A chatbot that can understand different types of questions (weather, time, goodbye, etc.) and answer them. It learns from examples instead of hard‑coded rules. We will use a small neural network that you can train on your own computer.
Step 1 – Prepare your computer
Install Python (version 3.7 or newer) if you don’t have it. Then open a terminal (command prompt) and install one library:
textCopyDownload
pip install numpy
That is the only external library we need. Everything else we write ourselves.
Step 2 – Understand the idea
A human says: “What is the temperature?”
We want the bot to recognise that as the “temperature” intent and reply: “Let me check the temperature.”
We teach the bot by giving it example sentences for each intent. Then the bot learns to turn sentences into numbers, finds patterns, and classifies new sentences it has never seen.

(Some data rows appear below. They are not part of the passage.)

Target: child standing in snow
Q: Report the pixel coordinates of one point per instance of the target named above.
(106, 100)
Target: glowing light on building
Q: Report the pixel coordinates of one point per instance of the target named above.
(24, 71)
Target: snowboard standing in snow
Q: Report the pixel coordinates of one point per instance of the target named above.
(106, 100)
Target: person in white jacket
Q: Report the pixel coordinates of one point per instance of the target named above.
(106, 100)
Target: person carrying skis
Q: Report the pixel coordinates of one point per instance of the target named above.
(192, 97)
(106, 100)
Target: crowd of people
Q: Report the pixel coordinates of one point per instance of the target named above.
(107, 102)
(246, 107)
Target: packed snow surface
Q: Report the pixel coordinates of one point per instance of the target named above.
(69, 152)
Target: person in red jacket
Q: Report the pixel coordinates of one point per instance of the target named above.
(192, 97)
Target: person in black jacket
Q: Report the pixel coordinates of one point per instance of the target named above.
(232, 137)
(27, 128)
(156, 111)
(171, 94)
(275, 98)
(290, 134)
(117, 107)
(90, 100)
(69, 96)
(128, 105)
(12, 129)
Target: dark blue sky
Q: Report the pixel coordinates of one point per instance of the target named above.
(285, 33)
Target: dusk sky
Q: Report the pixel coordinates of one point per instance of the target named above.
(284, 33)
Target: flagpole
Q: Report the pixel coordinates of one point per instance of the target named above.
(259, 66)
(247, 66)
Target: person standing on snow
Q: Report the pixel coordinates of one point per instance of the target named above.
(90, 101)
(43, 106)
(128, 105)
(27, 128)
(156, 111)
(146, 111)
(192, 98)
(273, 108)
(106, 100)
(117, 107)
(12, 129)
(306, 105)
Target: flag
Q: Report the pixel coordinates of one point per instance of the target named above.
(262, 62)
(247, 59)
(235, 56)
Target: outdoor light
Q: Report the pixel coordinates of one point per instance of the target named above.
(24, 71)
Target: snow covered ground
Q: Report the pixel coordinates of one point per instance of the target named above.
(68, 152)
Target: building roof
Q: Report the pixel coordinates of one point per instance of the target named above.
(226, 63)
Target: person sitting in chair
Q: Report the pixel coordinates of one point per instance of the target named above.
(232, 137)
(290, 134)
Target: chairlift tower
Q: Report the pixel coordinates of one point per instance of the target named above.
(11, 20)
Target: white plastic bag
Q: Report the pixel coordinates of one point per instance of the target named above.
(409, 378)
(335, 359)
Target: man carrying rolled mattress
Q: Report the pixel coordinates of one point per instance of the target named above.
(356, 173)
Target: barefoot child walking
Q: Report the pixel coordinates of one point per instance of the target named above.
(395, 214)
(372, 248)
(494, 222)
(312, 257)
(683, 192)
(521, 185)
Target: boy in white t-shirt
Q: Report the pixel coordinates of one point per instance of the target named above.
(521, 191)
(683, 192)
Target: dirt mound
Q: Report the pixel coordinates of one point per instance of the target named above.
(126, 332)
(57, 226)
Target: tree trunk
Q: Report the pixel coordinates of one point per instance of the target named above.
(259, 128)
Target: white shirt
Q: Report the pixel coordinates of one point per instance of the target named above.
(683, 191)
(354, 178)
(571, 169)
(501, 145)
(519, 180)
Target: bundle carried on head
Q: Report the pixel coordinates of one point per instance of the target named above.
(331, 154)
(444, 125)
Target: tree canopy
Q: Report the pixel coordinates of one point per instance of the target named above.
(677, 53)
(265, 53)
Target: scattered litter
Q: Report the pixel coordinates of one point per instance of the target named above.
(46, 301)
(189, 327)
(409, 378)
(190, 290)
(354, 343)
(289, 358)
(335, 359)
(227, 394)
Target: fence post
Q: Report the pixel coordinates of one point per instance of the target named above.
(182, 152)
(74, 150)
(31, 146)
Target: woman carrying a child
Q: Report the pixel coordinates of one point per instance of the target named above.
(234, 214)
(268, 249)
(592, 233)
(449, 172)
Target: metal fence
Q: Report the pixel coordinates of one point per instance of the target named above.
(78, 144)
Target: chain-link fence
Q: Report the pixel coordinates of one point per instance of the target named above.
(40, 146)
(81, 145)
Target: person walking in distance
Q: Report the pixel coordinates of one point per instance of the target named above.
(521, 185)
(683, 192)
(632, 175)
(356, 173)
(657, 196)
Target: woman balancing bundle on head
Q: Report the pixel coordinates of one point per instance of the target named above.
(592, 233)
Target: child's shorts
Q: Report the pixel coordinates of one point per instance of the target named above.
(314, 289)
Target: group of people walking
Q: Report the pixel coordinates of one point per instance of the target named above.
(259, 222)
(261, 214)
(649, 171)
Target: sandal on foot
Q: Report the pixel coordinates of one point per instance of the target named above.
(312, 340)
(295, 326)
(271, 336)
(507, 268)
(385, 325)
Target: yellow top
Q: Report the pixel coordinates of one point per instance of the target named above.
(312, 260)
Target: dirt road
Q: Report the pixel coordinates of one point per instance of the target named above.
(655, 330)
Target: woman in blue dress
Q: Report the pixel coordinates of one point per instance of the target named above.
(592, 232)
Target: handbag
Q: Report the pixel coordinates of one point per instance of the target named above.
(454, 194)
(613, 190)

Step 3 – Create the training data
Create a new Python file called chatbot.py. Copy this into it:
pythonCopyDownload
# Training data: intents, example sentences, and responses
intents = {
"greeting": {
"examples": ["hello", "hi", "good morning", "hey there"],
"response": "Hello! How can I help you?"
},
"time": {
"examples": ["what time is it", "tell me the time", "current time"],
"response": "I cannot see a clock, but you can check your device."
},
"weather": {
"examples": ["how is the weather", "will it rain", "weather forecast"],
"response": "I am a demo bot – in a real app I would call a weather API."
},
"goodbye": {
"examples": ["bye", "see you", "goodbye", "exit"],
"response": "Goodbye! Come back anytime."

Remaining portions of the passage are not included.